Defense Secretary Leon Panetta and Gen. Martin Dempsey, chairman of the Joint Chiefs of Staff, told Congress on Thursday that they had recommended offering military support to the rebels but were rebuffed by President Barack Obama.
“My sense right now is that everybody in the administration and people in other parts of the world are deeply distressed by the continued violence in Syria,” Kerry told reporters alongside Canadian Foreign Minister John Baird. “There’s too much killing. There’s too much violence. And we obviously want to try to find a way forward.”
“We are evaluating now,” he said. “We’re taking a look at what steps, if any, diplomatic particularly, might be able to be taken in an effort to try to reduce that violence and deal with that situation.”
Protesters clash with police in Egypt
CAIRO — Egyptian security forces backed by water cannons fired tear gas at rock-throwing protesters outside the presidential palace in Cairo on Friday while demonstrators clashed with riot police in cities across the country in marches against Islamist President Mohammed Morsi.
The protests are part of a wave of opposition-led demonstrations over the past two weeks that have frequently devolved into street clashes. The violence has left more than 70 people dead and hundreds wounded, and plunged the country into a fresh cycle of bloodshed and political turmoil.
Egypt’s opposition is demanding Morsi form a new coalition government, open an investigation into the killings of protesters over the past months and give guarantees that upcoming parliamentary elections will be fair and free. They also want him to form a commission to amend the country’s newly adopted constitution, which was drafted by an Islamist-led panel and approved last December in a contentious referendum.
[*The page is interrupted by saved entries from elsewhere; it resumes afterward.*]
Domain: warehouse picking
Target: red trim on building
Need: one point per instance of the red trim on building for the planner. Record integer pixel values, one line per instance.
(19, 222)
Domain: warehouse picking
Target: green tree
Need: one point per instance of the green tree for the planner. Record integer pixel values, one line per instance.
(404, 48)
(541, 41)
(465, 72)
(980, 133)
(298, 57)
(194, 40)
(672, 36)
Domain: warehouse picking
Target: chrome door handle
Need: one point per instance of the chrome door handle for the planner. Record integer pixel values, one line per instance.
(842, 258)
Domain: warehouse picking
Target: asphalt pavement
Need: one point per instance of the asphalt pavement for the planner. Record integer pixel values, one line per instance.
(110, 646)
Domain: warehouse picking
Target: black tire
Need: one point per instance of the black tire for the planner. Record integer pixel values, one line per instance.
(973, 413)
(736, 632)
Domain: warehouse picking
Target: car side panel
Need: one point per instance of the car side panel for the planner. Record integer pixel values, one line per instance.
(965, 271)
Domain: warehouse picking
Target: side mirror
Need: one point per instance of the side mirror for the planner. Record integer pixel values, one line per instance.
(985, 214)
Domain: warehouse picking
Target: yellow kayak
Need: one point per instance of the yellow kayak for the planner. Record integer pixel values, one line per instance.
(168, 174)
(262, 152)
Some of the protesters go even further, demanding Morsi be removed from office. They also accuse the Muslim Brotherhood, the fundamentalist group from which Morsi hails, of monopolizing power and failing to deal with the country’s mounting woes.
Thousands took their demands to the streets in cities across the country on Friday, carrying Egyptian flags and pictures of slain protesters and chanting “down with the rule of the Guide,” referring to Brotherhood Supreme Guide Mohammed Badie, who critics allege is calling the shots for Morsi from behind the scenes.
Bush family emails hacked
HOUSTON — Turns out even former presidents can fall prey to hackers.
A mysterious email hacker apparently accessed private photos and messages sent between members of the Bush family, including both retired commanders in chief.
The Secret Service is investigating the breach, which appeared to yield little more than a few snapshots and some family discussions. But the incident illustrated how easily hackers can pry into private lives, even those of one of the nation’s most prominent and closely guarded political clans.
The Smoking Gun website displayed photos it said came from the hacker, including one that purported to show the elder Bush during his recent stay in a Houston hospital, where the 88-year-old spent almost two months undergoing treatment for complications from a bronchial infection.